Toltz, King & Day

TOLTZ, KING & DAY (fl. 1920-31) of St. Paul, Minnesota designed the Prince of Wales Hotel at the northern end of Waterton Lake National Park in southern Alberta in 1926 (Const., xxi, Aug. 1928, 260-64, 267-70, illus. & descrip.). This rustic Tudor Revival landmark was one of several major hotels constructed in Canada's national park system in the early twentieth century, but the design for the hotel is perhaps the most assertive and decidely Swiss-influenced of all the hotel designs.
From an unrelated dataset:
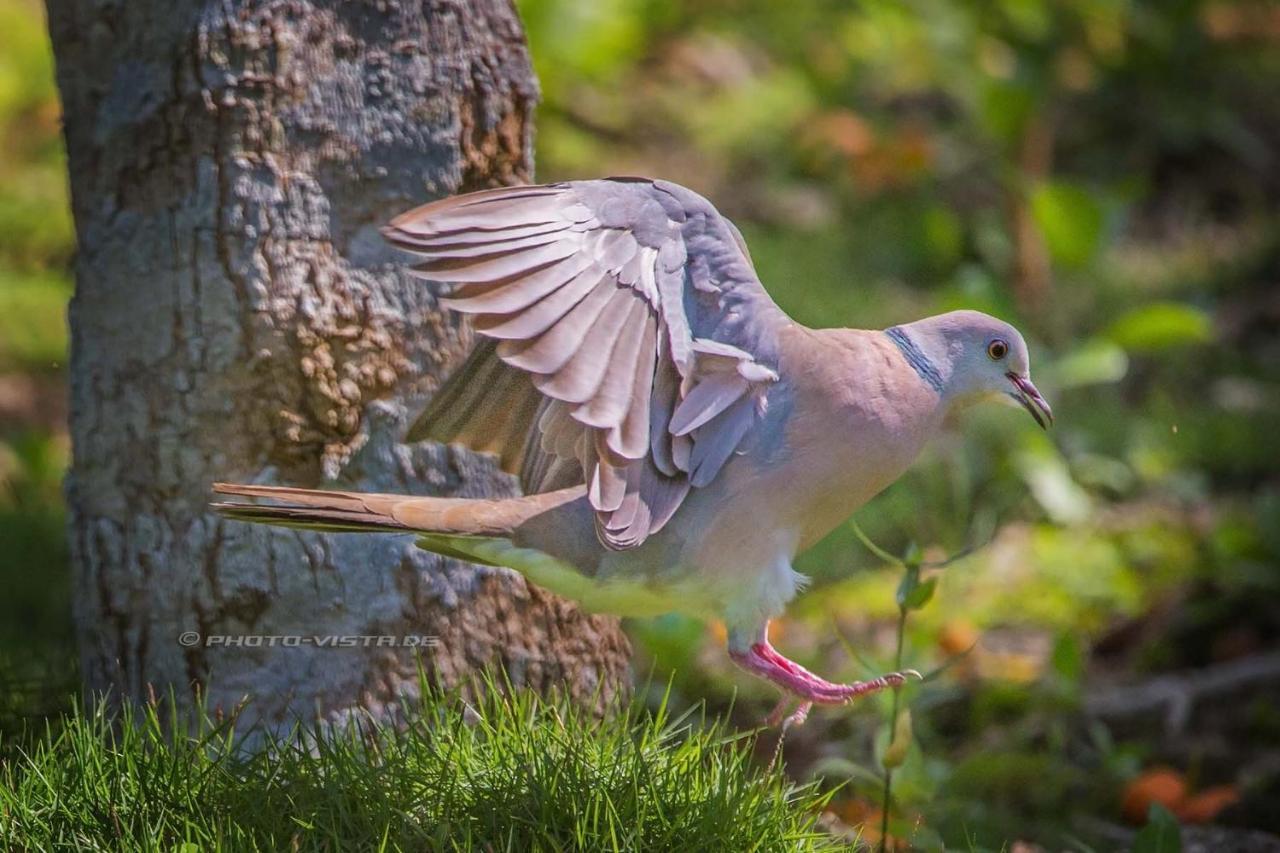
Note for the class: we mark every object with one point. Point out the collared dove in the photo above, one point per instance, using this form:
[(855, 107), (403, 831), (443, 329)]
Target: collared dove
[(679, 438)]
Max Toltz (1857-1932) was a German born engineer who graduated from the Royal Polytechnikum in Berlin in 1878. He emigrated to the United States and later organized the Toltz Engineering Co. in St. Paul in 1910. His partner Wesley E. King (1880-1959) was born in Minnesota and studied engineering at the University of Minnesota. He became a partner in the Toltz Company in 1920 when Beaver W. Day (1884-1931) joined the firm. Day was the only experienced architect in the partnership and it is likely that the design for the Prince of Wales Hotel came from his hand. Day was born in North Dakota and graduated from the School of Architecture at the University of Pennsylvania. He moved to St. Paul in 1912 and worked with Allen Stem, architect before joining Toltz & King in 1920. His major works included nearly a dozen court houses in North Dakota, South Dakota and Minnesota, as well as schoolhouses throughout the northwest. Toltz died in St. Paul on 11 January 1932 (obit. & port. St. Paul Pioneer Press, 12 Jan. 1932, 1). King died on 4 June 1959 (obit. St. Paul Pioneer Press, 5 June 1959, 3). Day died in St. Paul on 28 February 1931 (obit. and port. St. Paul Sunday Pioneer Press, 1 March 1931, 1). Biographies of all three partners in the firm can be found in Alan Lathrop, Minnesota Architects: A Biographical Dictionary, 2010, 54-5, 129, and 212-14.